# New guy...question



## chuck2000xj (Feb 7, 2012)

Hey there...how is every one today? My name is Chuck....Im in the Army and have been for 18 yrs. I'm not very big into archery but I do have a question. I have a Bear Polar II Compound bow that is in pretty good condition. I am wanting to sell it, but dont know the value of it. Can anyone help me out? I would like an honest quote. Thanks everyone.


----------



## Tim Roberts (Jul 13, 2002)

Chuck.


----------



## Dthbyhoyt (Dec 4, 2004)

2 ArcheryTalk


----------



## srsbznz (Sep 7, 2010)

lol two welcome post and not one word about the question that was asked. Closest thing I was able to find was one on ebay for about $50. Hope that helps.


----------



## rycountryboy (Feb 21, 2008)

*:welcome: to AT* and thanks for your service


----------



## aljburk (Jan 6, 2007)

Hey Chuck! If ya come up with a price let me know. Send me some pics if you can. I'm really interested in this style bow.


----------



## Ghost23 (Jul 15, 2011)

Welcome to AT!


----------



## chuck2000xj (Feb 7, 2012)

So.....I havent been on here since I posted the question. I was really thinking that I would just get into archery. I really know nothing about it other than the basics and the stuff you learn in Scouts and camps. I am on other types of forums (Off-roading and Jeep) and know that they are a great source of information. Look forward to asking questions and learning a lot. I will start with one question.

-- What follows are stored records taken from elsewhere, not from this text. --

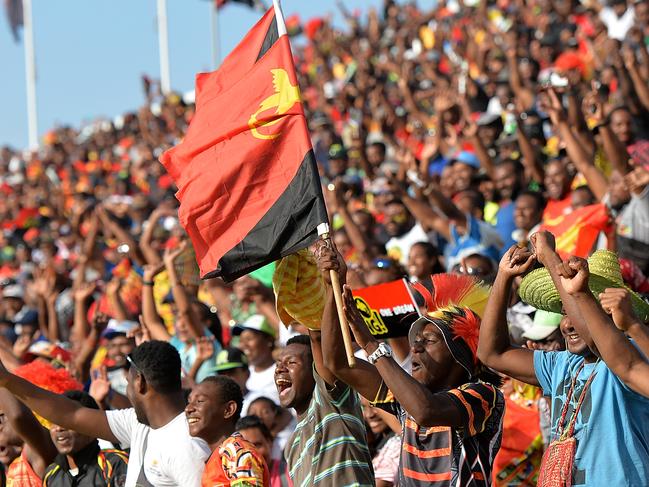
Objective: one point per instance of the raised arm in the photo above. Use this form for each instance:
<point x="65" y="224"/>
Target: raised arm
<point x="427" y="408"/>
<point x="621" y="357"/>
<point x="544" y="244"/>
<point x="494" y="346"/>
<point x="364" y="377"/>
<point x="150" y="315"/>
<point x="57" y="408"/>
<point x="578" y="155"/>
<point x="179" y="291"/>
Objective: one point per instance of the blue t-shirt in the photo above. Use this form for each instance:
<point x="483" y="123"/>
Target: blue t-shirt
<point x="612" y="428"/>
<point x="505" y="225"/>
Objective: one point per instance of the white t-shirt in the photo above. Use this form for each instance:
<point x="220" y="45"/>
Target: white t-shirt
<point x="172" y="458"/>
<point x="262" y="384"/>
<point x="617" y="27"/>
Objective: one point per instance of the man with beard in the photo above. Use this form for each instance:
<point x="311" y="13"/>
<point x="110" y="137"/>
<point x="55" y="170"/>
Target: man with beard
<point x="162" y="453"/>
<point x="212" y="412"/>
<point x="329" y="445"/>
<point x="582" y="390"/>
<point x="451" y="420"/>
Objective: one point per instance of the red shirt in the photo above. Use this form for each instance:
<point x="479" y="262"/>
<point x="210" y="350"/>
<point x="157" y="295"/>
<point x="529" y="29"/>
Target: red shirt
<point x="557" y="208"/>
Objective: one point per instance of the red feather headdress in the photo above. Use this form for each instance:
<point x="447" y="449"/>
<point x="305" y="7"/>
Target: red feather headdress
<point x="459" y="301"/>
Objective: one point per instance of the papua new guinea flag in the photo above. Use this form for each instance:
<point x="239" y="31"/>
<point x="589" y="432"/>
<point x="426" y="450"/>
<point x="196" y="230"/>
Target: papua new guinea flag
<point x="247" y="180"/>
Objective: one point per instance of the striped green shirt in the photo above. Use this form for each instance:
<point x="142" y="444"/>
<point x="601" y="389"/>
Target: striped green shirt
<point x="329" y="444"/>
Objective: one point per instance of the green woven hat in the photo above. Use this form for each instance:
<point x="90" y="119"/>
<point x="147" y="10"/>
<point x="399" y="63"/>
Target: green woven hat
<point x="538" y="290"/>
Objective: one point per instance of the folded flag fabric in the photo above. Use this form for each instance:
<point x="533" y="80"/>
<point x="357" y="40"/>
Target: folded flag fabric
<point x="299" y="290"/>
<point x="247" y="180"/>
<point x="577" y="232"/>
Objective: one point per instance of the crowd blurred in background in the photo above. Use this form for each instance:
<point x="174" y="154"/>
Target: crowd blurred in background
<point x="442" y="137"/>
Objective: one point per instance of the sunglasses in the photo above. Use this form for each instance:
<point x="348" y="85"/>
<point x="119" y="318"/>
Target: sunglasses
<point x="131" y="363"/>
<point x="382" y="263"/>
<point x="471" y="271"/>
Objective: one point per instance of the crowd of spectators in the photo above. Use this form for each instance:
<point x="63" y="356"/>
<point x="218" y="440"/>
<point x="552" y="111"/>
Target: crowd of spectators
<point x="443" y="137"/>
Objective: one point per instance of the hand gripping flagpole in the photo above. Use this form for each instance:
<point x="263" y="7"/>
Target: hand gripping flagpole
<point x="323" y="232"/>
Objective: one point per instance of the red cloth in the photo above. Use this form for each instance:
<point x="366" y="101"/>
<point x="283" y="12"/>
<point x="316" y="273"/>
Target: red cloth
<point x="244" y="147"/>
<point x="577" y="232"/>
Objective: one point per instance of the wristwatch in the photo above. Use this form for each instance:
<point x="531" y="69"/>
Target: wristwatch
<point x="383" y="350"/>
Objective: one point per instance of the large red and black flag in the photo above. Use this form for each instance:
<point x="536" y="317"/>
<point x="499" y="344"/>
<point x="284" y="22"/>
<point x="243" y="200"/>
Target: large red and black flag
<point x="249" y="3"/>
<point x="247" y="180"/>
<point x="14" y="12"/>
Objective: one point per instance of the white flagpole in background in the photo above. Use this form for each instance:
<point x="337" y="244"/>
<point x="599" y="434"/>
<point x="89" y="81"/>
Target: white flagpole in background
<point x="215" y="33"/>
<point x="30" y="74"/>
<point x="163" y="44"/>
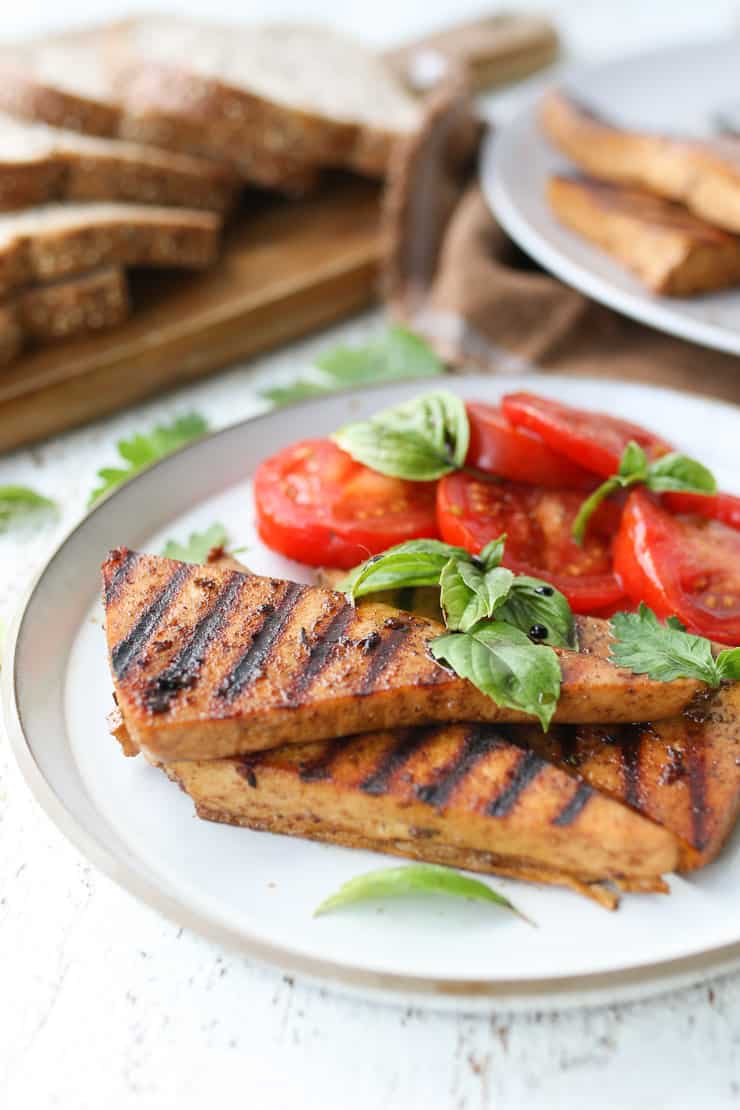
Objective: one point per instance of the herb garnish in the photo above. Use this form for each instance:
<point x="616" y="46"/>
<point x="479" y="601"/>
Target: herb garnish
<point x="396" y="355"/>
<point x="665" y="652"/>
<point x="419" y="440"/>
<point x="502" y="628"/>
<point x="18" y="503"/>
<point x="672" y="472"/>
<point x="414" y="879"/>
<point x="141" y="451"/>
<point x="195" y="550"/>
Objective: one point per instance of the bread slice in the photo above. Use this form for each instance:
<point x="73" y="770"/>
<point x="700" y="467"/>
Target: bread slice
<point x="275" y="102"/>
<point x="57" y="240"/>
<point x="40" y="163"/>
<point x="672" y="251"/>
<point x="72" y="306"/>
<point x="705" y="175"/>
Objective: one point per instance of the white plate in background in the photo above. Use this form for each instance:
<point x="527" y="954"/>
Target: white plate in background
<point x="676" y="89"/>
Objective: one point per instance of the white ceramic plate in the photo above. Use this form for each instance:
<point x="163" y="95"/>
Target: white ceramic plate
<point x="676" y="90"/>
<point x="257" y="890"/>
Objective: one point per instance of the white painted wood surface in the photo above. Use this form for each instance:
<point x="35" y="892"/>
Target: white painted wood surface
<point x="103" y="1003"/>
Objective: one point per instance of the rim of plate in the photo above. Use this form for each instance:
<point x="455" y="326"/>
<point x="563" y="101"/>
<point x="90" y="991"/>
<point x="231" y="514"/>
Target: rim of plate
<point x="639" y="304"/>
<point x="589" y="989"/>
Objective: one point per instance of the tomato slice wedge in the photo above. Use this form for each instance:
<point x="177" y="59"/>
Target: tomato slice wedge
<point x="595" y="441"/>
<point x="537" y="523"/>
<point x="719" y="506"/>
<point x="516" y="453"/>
<point x="683" y="565"/>
<point x="317" y="505"/>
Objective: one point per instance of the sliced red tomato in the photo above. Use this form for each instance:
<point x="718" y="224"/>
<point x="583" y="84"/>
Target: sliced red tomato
<point x="719" y="506"/>
<point x="317" y="505"/>
<point x="595" y="441"/>
<point x="537" y="523"/>
<point x="516" y="453"/>
<point x="688" y="566"/>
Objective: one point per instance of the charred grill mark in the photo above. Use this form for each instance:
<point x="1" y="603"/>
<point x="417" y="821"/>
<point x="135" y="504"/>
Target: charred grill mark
<point x="182" y="672"/>
<point x="383" y="655"/>
<point x="528" y="766"/>
<point x="630" y="742"/>
<point x="113" y="586"/>
<point x="478" y="742"/>
<point x="697" y="776"/>
<point x="125" y="652"/>
<point x="251" y="664"/>
<point x="409" y="742"/>
<point x="575" y="806"/>
<point x="320" y="769"/>
<point x="321" y="652"/>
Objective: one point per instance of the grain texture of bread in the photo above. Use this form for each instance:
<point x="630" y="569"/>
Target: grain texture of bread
<point x="702" y="174"/>
<point x="78" y="305"/>
<point x="58" y="240"/>
<point x="275" y="102"/>
<point x="672" y="251"/>
<point x="40" y="163"/>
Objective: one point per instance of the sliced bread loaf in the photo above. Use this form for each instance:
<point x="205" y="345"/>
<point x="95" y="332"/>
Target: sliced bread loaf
<point x="40" y="163"/>
<point x="57" y="240"/>
<point x="59" y="310"/>
<point x="276" y="102"/>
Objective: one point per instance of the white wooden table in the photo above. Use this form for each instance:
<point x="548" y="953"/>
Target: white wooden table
<point x="103" y="1003"/>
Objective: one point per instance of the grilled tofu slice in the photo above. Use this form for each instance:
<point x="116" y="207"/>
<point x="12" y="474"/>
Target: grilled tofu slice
<point x="672" y="251"/>
<point x="683" y="774"/>
<point x="208" y="662"/>
<point x="702" y="174"/>
<point x="460" y="795"/>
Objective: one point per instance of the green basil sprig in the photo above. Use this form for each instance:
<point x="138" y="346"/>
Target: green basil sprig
<point x="419" y="440"/>
<point x="673" y="472"/>
<point x="665" y="652"/>
<point x="414" y="879"/>
<point x="504" y="663"/>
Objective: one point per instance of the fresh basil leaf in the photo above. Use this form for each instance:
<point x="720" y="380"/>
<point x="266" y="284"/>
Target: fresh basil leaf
<point x="418" y="441"/>
<point x="728" y="665"/>
<point x="504" y="664"/>
<point x="198" y="546"/>
<point x="413" y="879"/>
<point x="671" y="472"/>
<point x="681" y="473"/>
<point x="19" y="503"/>
<point x="396" y="355"/>
<point x="662" y="652"/>
<point x="470" y="595"/>
<point x="141" y="451"/>
<point x="531" y="602"/>
<point x="493" y="553"/>
<point x="414" y="563"/>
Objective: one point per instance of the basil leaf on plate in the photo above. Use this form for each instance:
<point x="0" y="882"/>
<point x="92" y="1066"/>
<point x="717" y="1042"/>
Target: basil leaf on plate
<point x="675" y="472"/>
<point x="198" y="545"/>
<point x="21" y="503"/>
<point x="665" y="652"/>
<point x="533" y="604"/>
<point x="413" y="879"/>
<point x="414" y="563"/>
<point x="418" y="441"/>
<point x="504" y="663"/>
<point x="470" y="594"/>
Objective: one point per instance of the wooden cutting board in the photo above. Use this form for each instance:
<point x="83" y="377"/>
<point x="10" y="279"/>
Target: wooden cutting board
<point x="287" y="268"/>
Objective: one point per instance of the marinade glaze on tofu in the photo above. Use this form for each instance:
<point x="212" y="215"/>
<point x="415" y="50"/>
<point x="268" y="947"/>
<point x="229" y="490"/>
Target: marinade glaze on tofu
<point x="209" y="662"/>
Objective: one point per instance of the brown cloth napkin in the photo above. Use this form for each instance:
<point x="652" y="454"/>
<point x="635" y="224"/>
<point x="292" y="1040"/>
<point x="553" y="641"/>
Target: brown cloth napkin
<point x="453" y="275"/>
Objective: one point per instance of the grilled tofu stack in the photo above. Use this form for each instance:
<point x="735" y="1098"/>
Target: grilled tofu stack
<point x="281" y="707"/>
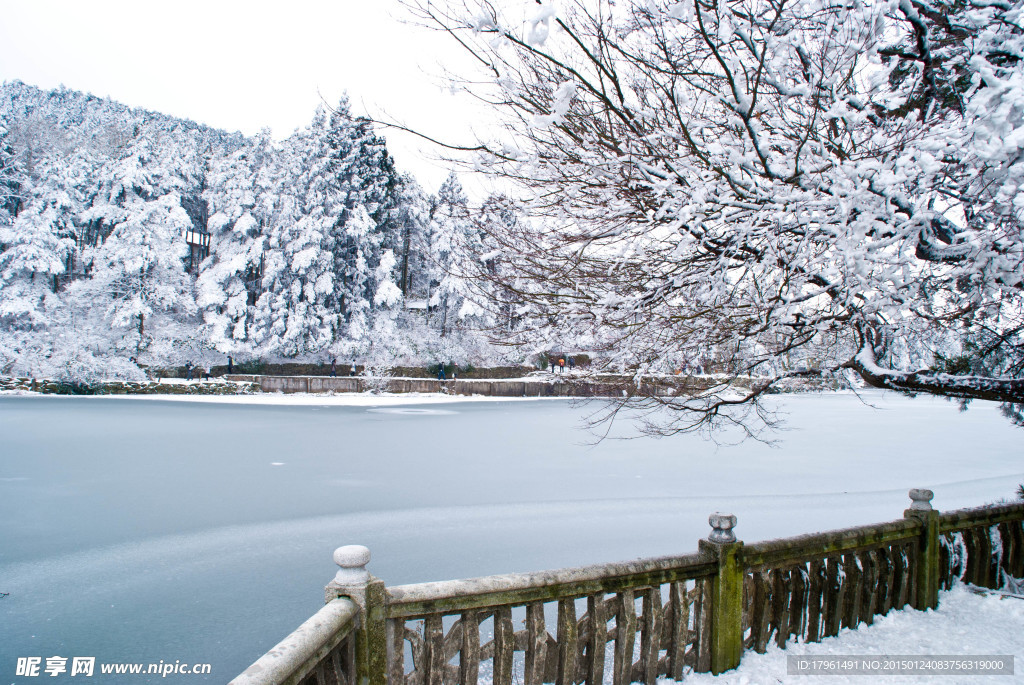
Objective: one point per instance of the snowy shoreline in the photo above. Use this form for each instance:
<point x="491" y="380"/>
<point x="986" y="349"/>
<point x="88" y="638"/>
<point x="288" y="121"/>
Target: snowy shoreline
<point x="304" y="398"/>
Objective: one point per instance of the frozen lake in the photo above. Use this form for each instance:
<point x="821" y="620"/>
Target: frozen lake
<point x="147" y="530"/>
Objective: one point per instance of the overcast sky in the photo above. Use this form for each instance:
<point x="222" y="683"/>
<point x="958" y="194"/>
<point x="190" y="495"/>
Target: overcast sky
<point x="245" y="66"/>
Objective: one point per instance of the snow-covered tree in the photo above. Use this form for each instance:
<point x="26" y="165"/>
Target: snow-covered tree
<point x="457" y="246"/>
<point x="227" y="287"/>
<point x="748" y="179"/>
<point x="136" y="264"/>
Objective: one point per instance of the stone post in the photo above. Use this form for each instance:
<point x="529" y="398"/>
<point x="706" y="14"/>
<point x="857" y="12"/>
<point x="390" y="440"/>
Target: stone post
<point x="726" y="594"/>
<point x="355" y="583"/>
<point x="927" y="596"/>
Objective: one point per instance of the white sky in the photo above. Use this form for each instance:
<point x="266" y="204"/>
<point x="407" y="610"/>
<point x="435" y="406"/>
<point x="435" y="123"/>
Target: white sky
<point x="245" y="66"/>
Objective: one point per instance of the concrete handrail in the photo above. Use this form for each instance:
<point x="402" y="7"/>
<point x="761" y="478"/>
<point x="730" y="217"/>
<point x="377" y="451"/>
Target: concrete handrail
<point x="292" y="658"/>
<point x="522" y="588"/>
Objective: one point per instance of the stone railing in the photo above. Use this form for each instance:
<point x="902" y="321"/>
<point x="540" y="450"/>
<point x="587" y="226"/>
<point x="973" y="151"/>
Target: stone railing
<point x="641" y="621"/>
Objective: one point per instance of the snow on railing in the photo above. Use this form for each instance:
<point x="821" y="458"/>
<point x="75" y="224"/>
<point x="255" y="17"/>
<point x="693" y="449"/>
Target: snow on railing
<point x="644" y="619"/>
<point x="321" y="650"/>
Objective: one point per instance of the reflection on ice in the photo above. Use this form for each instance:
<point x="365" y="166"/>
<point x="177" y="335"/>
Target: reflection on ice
<point x="411" y="411"/>
<point x="147" y="530"/>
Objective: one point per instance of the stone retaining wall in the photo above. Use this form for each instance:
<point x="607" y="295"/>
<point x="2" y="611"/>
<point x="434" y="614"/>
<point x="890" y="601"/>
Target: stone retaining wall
<point x="130" y="388"/>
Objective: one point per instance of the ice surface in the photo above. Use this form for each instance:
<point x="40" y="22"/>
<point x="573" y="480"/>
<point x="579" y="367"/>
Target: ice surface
<point x="144" y="530"/>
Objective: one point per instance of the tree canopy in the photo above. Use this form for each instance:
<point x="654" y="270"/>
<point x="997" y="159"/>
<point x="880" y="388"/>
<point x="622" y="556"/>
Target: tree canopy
<point x="774" y="187"/>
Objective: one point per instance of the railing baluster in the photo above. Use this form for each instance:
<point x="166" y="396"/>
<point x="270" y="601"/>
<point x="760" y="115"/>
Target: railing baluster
<point x="869" y="562"/>
<point x="469" y="658"/>
<point x="537" y="639"/>
<point x="626" y="632"/>
<point x="598" y="639"/>
<point x="433" y="640"/>
<point x="504" y="646"/>
<point x="701" y="624"/>
<point x="886" y="579"/>
<point x="834" y="592"/>
<point x="760" y="613"/>
<point x="780" y="605"/>
<point x="396" y="651"/>
<point x="679" y="635"/>
<point x="650" y="636"/>
<point x="814" y="601"/>
<point x="568" y="639"/>
<point x="798" y="601"/>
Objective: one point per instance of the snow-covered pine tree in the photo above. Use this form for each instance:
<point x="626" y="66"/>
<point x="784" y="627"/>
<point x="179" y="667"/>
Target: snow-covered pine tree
<point x="241" y="207"/>
<point x="135" y="255"/>
<point x="457" y="248"/>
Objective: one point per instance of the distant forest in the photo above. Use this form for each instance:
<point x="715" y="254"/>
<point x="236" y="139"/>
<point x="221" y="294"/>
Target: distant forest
<point x="129" y="238"/>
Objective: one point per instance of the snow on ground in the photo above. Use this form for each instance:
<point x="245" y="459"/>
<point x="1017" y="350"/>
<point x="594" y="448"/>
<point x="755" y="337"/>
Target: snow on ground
<point x="314" y="398"/>
<point x="964" y="625"/>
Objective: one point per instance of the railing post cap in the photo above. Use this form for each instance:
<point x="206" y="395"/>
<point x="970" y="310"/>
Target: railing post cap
<point x="352" y="560"/>
<point x="722" y="525"/>
<point x="922" y="499"/>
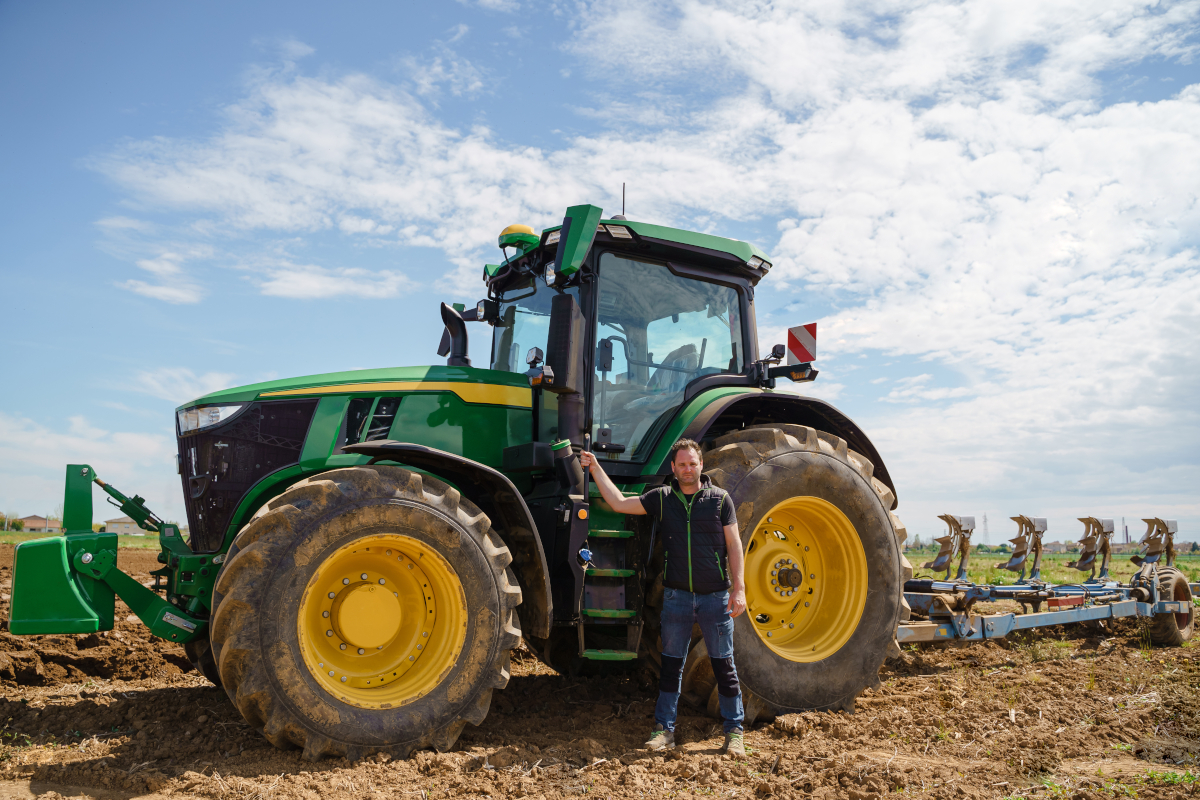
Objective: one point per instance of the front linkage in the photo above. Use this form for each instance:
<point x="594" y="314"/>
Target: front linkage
<point x="70" y="583"/>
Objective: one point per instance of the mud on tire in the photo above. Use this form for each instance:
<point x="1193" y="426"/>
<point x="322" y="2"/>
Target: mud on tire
<point x="255" y="624"/>
<point x="1173" y="630"/>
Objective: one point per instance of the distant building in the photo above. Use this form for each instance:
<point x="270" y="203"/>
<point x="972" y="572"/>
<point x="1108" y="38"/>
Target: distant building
<point x="124" y="525"/>
<point x="36" y="524"/>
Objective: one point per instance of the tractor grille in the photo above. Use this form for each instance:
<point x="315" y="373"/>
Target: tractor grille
<point x="221" y="464"/>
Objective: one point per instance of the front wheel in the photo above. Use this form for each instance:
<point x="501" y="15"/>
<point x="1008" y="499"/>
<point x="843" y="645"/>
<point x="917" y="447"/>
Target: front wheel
<point x="365" y="609"/>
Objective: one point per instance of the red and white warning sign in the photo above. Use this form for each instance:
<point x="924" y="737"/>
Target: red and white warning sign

Being in the Army we fire rifles a lot. I am right hand dominant but left eye dominant, therefore....I shoot Lefty. Like my original post....I have a Bear Polar 2 that was given to me some time ago. In Archery, are there bows set up for Left eye dominant or should I loearn to aim shooting right handed using my left eye?


----------



## chuck2000xj (Feb 7, 2012)

Say what?!?! LOL


----------



## Destroyer (Sep 11, 2009)

Howdy! :welcome:


----------



## NoDeerInIowa (Mar 5, 2012)

Welcome and Thank you for your service. Not sure about the value on your Bear, but on your other question, I would say shoot left handed.


----------



## Turokman123 (Jan 2, 2011)

:welcomesign: to AT, and about $50


----------



## Bloom12 (Jun 20, 2012)

well 

Thanks for your post.


----------



## Rantz (May 17, 2012)

Most people who have had this situation say to shoot left and follow your dominant eye. Others have said to close your left eye (if you can) or put an eye patch over it and shoot right handed and aim with right eye. I personally aim handguns with my left eye but that is no big deal with me being right handed with a weaver stance. I then shoot archery and rifles with my right eye even though I still prefer my left. I am able to close either eye and do just fine with my right eye. It would not be a good idea to try and shoot archery right handed and try to aim with your left eye at the same time (extremely uncomfortable and no field of vision to say the least).


----------



## Bradley Evans (Mar 8, 2012)

Welcome and I would have to agree that if you are left eye dominant and do not want to adjust your sights to compensate for right handed shooting, then I would definately pick up a left handed bow. Hope this helps.


----------